O Governo dos EUA admitiu até hoje a ocorrência de 32 códigos "Flecha Quebrada". O jornalista de investigação Eric Schlosser, calcula que, só na década de 1950, por parte da Força Aérea norte-americana, tenham ocorrido à volta de 100 casos. Nestas situações, a atitude sistematicamente adoptada pelo Departamento de Defesa é de negar. E se o acidente acaba por vir a público, o caminho que tomam é o de diminuir-lhe a importância ao máximo. Foi o que aconteceu com as informações escritas sobre o incidente de Palomares, em que são utilizados termos como "povoação diminuta", ou até "letárgica". E mesmo a imprensa optou por um discurso de banalização.

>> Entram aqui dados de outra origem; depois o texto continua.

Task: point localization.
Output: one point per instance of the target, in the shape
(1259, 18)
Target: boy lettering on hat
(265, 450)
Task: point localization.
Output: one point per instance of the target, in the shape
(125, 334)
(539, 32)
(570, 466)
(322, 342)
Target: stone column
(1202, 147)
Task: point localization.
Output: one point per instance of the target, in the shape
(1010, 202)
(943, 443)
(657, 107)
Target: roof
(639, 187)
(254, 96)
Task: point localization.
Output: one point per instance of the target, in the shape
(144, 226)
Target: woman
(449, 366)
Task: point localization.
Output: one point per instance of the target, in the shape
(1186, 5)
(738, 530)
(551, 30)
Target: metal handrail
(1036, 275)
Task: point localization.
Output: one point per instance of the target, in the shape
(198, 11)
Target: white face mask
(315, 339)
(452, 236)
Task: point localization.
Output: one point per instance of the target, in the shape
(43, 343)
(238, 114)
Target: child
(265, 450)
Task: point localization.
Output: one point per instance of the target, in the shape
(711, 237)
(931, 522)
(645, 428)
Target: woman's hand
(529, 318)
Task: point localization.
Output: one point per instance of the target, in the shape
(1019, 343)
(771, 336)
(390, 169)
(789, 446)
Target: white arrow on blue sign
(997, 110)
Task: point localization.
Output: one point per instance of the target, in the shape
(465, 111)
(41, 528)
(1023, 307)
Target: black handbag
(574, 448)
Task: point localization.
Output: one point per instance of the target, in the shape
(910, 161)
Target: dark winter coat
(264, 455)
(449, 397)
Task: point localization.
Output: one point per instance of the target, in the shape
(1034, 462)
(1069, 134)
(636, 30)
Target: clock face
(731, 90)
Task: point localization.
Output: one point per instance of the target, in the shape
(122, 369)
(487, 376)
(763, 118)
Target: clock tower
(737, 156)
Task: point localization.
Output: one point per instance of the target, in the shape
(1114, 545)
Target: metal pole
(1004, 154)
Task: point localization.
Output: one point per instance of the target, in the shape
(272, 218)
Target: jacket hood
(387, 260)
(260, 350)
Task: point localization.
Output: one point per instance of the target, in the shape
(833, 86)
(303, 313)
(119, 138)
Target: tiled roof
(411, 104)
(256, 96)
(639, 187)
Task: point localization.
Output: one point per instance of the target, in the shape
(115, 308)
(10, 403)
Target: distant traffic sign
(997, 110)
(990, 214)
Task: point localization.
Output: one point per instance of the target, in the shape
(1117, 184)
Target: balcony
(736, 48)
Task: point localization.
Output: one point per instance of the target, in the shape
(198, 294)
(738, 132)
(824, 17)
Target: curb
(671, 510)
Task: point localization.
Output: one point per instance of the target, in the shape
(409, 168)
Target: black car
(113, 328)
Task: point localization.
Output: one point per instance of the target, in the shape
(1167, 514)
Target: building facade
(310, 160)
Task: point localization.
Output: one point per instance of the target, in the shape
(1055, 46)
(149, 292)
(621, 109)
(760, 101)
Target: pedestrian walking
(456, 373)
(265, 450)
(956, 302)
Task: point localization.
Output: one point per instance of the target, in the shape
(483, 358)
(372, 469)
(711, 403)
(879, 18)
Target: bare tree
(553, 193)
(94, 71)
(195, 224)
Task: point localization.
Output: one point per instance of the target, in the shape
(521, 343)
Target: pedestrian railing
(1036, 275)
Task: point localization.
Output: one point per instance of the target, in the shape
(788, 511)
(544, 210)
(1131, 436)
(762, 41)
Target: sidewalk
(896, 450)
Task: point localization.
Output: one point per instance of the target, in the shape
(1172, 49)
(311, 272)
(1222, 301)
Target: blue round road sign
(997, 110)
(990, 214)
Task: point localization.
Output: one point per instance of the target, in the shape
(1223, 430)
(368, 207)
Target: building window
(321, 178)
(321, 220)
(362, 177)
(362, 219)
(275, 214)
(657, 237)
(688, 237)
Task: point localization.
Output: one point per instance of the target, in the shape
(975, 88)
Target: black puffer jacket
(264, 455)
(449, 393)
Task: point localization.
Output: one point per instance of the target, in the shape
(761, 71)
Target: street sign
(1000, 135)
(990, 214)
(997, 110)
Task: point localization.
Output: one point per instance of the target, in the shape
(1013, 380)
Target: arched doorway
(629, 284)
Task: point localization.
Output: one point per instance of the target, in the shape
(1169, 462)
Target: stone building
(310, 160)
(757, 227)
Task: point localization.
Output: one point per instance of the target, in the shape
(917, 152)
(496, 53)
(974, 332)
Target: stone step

Agricultura en solo radioactivo

Mas as pessoas não viram uma grande explosão no momento do impacto?

Bom, há um aspecto que é crucial para se entender a reacção dos EUA ao acidente. Demoraram 80 dias a recuperar a bomba que caiu no Mediterrâneo. Para o conseguirem, usaram 32 barcos e tiveram de vasculhar toda a zona costeira. Proibiram a pesca nessas águas e houve gente a morrer à fome por causa disso.

Toda a atenção da imprensa internacional centrou-se naquela bomba e, numa jogada bastante astuta, a Força Aérea deu instruções aos fotógrafos navais para distribuírem imagens à imprensa. A ideia era proporcionar-lhes uma distracção para esconder o impacto da outra bomba em terra. A partir daquele momento, tudo se focou na bomba perdida. O então Ministro do Turismo de Espanha, Manuel Fraga, chegou a tomar banho naquelas águas para demonstrar que não havia qualquer risco de contaminação. E isso, claro, apareceu nas primeiras páginas de muitos diários internacionais, incluindo o New York Times.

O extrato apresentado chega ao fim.